Overall, the dielectric behaviour of these polybenzoxazoles is governed by the combined effects of molecular polarity, free volume, network regularity, and side-group chemistry. Lower polarity, larger free volume, and a more regular cross-linked structure are all favourable for achieving reduced dielectric constant and dielectric loss. These results demonstrate that the present polybenzoxazoles are promising candidates for low-dielectric insulating applications.

Figure 9 compares the dielectric properties at 1 MHz and T_d5 values of poly(S-1) with those of previously reported heat-resistant polymers [3,44,45,46,47,48,49]. The corresponding data are summarized in Table S4. As shown in Figure 9 and Table S4, poly(S-1) exhibits a moderate T_d5 value compared with the reported systems; however, its dielectric constant is only 1.83, which is the lowest among the compared materials. In addition, poly(S-1) also shows a very low dielectric loss of 0.0039 at 1 MHz. These results indicate that the present thermosetting polybenzoxazole achieves an advantageous balance between thermal stability, ultra-low dielectric constant, and low dielectric loss, demonstrating its potential for high-frequency insulating and electronic packaging applications.

4. Conclusions

Two series of thermosetting benzoxazole monomers with distinct molecular architectures were successfully developed to address the long-standing trade-off between processability and high-performance properties in polybenzoxazoles. By combining symmetric hexafluoroisopropylidene-containing structures and asymmetric mono-benzoxazole frameworks with arylethynyl and arylonitrile terminal groups, this study systematically clarifies the effects of terminal-group chemistry and backbone structure on curing behaviour, thermal stability, dielectric properties, solubility, and rheological performance.

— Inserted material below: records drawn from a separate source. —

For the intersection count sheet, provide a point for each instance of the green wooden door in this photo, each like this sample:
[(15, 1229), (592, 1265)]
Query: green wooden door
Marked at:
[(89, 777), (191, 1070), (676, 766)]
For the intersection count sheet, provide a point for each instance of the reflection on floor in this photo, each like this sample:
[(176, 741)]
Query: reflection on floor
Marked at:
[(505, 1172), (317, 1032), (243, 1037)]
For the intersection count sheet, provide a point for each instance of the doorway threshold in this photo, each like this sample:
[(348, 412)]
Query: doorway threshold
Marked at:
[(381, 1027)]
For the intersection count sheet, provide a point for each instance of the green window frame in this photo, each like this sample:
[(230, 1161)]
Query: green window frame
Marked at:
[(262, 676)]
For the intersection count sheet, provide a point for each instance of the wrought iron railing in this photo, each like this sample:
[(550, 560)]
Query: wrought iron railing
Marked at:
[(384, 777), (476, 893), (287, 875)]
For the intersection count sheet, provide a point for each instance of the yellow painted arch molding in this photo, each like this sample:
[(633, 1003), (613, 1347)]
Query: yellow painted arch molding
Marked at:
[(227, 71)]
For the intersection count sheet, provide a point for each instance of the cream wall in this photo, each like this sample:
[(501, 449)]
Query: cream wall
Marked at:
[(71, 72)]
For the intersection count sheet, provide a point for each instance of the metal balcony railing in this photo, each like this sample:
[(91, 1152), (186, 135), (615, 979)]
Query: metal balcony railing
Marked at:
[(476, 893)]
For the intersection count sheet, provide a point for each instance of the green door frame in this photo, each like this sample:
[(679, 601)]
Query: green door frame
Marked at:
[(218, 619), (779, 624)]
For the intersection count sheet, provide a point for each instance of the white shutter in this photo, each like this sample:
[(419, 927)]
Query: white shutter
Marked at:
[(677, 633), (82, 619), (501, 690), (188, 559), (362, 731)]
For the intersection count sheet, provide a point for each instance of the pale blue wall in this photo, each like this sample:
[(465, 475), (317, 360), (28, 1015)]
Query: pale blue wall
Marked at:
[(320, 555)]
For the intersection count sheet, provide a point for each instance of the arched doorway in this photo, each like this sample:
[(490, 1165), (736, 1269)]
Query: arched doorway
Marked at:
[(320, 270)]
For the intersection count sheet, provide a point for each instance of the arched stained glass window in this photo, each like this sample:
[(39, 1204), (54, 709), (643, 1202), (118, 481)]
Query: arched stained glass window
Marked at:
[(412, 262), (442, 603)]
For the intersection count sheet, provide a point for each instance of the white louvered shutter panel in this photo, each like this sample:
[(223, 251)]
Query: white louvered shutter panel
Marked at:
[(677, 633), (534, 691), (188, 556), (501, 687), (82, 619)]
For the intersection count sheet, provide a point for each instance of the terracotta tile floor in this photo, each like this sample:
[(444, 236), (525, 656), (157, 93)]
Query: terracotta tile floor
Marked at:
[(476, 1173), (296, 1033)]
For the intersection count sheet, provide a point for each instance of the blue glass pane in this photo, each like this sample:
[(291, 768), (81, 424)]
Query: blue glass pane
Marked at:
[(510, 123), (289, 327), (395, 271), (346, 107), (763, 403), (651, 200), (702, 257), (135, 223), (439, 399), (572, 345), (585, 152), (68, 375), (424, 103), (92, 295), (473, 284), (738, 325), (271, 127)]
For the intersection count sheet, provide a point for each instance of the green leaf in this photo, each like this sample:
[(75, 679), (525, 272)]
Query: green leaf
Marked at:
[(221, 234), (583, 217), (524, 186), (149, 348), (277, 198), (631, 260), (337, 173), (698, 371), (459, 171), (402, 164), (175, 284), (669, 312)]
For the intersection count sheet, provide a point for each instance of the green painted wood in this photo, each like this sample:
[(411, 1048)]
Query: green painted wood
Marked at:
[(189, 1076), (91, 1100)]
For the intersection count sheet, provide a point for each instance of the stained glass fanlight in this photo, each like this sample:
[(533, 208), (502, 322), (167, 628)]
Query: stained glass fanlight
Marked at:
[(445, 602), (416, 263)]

Non-isothermal DSC and in situ FTIR analyses reveal that arylethynyl-terminated monomers cure more readily than arylonitrile-terminated analogues, as indicated by their lower apparent activation energies and lower curing-temperature windows. In contrast, arylonitrile-containing systems afford more thermally stable cross-linked networks after curing, owing to the formation of thermally robust nitrogen-containing heterocyclic structures. The introduction of hexafluoroisopropylidene units effectively improves monomer solubility and reduces dielectric constants by lowering molecular polarity and increasing free volume. Among all samples, poly(S-1) exhibits the best low-dielectric performance, with a dielectric constant of 1.83 at 1 MHz, whereas poly(AS-2) shows the highest thermal stability, with a T_d5 value of 602.2 °C.

Rheological results further demonstrate that several arylonitrile-terminated monomers, especially S-3, S-4, and S-5, possess relatively low melt viscosities and broad processing windows, which indicates strong potential for practical melt processing. Overall, this study demonstrates that simultaneous regulation of terminal reactive groups, substitution patterns, and backbone architecture is an effective molecular design strategy for constructing polybenzoxazole with balanced processability, excellent thermal stability, and favourable dielectric properties. This strategy provides clear guidance for the development of advanced high-temperature insulating materials.

Owing to their low dielectric constants, high thermal stability, and improved solution processability, these polybenzoxazole thermosets are promising candidates for high-temperature dielectric components, microelectronic insulating layers, low-dielectric films, and aerospace-related insulating materials. Future studies may further optimize film formation, curing protocols, and device-level processing to promote their practical use in advanced electronic and high-temperature engineering applications.